Marini, Rine, and their colleagues are now following up their research in humans to try to better understand the enzyme's role in birth defects. In collaboration with the Children's Hospital Oakland Research Institute and the Joint Genome Center, in Walnut Creek, CA, the scientists will sequence the gene in 250 children with neural-tube defects and 250 normal children to see whether the poorly functioning variants appear more often in the former. "This could be incredibly important for shedding light on birth defects," says Gary Shaw, the research director for the California Research Division of the March of Dimes, who is based at the Children's Hospital Oakland Research Institute.

The Berkeley research has been enabled by new technologies, such as inexpensive gene sequencing, that allow scientists to search for a multitude of rare variants unlikely to be detected with other genetic tools. "We think that low-frequency variations, which would only be identified through sequencing, are important," says Marini. For example, scientists have long known that there is a genetic component to neural-tube defects, because a woman who gives birth to one affected child is likely to have another. "But it's been difficult to pinpoint the genetic cause, probably because it's linked to low-frequency variants," says Marini.

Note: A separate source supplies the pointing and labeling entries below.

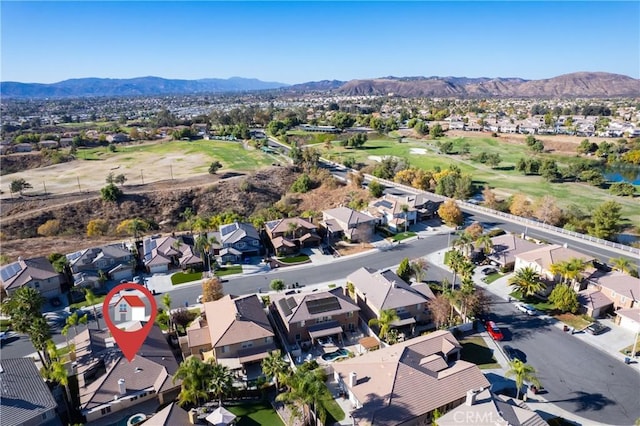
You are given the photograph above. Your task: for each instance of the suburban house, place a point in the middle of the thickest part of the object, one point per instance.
(609, 292)
(234, 332)
(307, 317)
(484, 407)
(390, 209)
(405, 383)
(506, 247)
(375, 291)
(129, 308)
(36, 273)
(540, 260)
(291, 234)
(26, 398)
(162, 252)
(115, 260)
(239, 240)
(108, 382)
(343, 222)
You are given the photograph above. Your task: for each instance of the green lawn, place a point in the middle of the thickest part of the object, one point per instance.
(255, 414)
(228, 270)
(504, 178)
(181, 277)
(403, 236)
(232, 155)
(475, 350)
(99, 299)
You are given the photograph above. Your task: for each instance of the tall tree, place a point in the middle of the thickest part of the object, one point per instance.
(527, 281)
(522, 373)
(384, 321)
(275, 367)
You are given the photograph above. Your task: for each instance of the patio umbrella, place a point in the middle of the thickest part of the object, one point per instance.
(221, 417)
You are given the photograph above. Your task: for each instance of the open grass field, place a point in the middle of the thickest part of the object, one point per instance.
(505, 180)
(148, 162)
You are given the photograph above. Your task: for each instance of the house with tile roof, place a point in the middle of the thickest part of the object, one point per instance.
(25, 398)
(290, 234)
(239, 240)
(343, 222)
(375, 291)
(109, 383)
(405, 383)
(37, 273)
(234, 332)
(307, 317)
(483, 407)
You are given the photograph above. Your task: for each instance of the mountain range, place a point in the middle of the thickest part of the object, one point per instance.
(580, 84)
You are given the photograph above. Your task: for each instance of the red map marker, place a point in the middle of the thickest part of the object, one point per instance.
(129, 341)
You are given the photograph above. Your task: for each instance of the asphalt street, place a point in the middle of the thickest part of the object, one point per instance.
(577, 377)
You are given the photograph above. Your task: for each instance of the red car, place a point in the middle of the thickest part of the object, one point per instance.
(494, 331)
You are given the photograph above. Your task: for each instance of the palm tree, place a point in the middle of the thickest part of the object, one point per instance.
(527, 281)
(220, 382)
(522, 373)
(383, 322)
(93, 301)
(454, 261)
(622, 264)
(405, 213)
(274, 367)
(195, 376)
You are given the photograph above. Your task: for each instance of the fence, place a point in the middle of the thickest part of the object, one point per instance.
(513, 218)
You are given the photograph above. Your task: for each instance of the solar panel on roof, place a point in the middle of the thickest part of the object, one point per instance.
(284, 307)
(319, 306)
(10, 270)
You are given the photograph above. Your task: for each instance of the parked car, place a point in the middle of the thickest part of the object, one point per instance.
(493, 330)
(513, 353)
(596, 328)
(526, 309)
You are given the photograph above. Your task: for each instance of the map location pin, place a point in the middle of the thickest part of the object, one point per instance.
(131, 307)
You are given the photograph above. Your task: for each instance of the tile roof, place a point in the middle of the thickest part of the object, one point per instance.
(236, 320)
(507, 246)
(384, 289)
(296, 307)
(494, 410)
(17, 274)
(547, 255)
(396, 384)
(24, 396)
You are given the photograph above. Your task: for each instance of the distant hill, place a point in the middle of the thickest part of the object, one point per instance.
(145, 86)
(581, 84)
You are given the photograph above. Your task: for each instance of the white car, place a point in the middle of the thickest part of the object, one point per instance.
(527, 309)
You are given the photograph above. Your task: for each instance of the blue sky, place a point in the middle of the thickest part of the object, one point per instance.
(294, 42)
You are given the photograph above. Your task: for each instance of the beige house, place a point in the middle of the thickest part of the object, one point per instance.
(309, 316)
(36, 273)
(485, 408)
(109, 383)
(405, 383)
(343, 222)
(375, 291)
(234, 332)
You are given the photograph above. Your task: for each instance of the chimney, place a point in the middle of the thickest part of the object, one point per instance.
(193, 416)
(353, 379)
(471, 397)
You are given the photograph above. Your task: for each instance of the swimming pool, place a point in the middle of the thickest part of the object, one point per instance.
(332, 356)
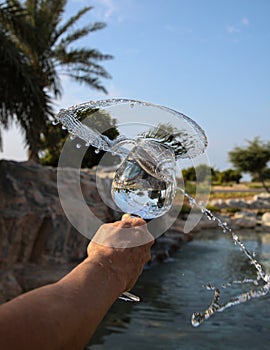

The findings might also shed light on a growing controversy over folate and heart disease. The MTHFR enzyme breaks down homocysteine, an amino acid that has been linked to heart disease in some studies but not others. An ineffective enzyme causes homocysteine to build up in the blood. It's possible that only people who have both an ineffective enzyme and low levels of folate sustain high levels of the amino acid long enough to cause harm, says Syed Hussein Askree, a postdoctoral researcher in Ames's lab. Because most studies examine people with a range of genotypes and diets, that link may have gotten lost.

Ultimately, Marini and his collaborators hope to take a much broader look at our nutritional requirements. Based on the rate of rare genetic impairments within the MTHFR region, the researchers calculated that everyone harbors about 250 disadvantageous mutations amid the 600 enzymes that require vitamins or minerals to function. That might mean we're missing out on a lot of vitamins.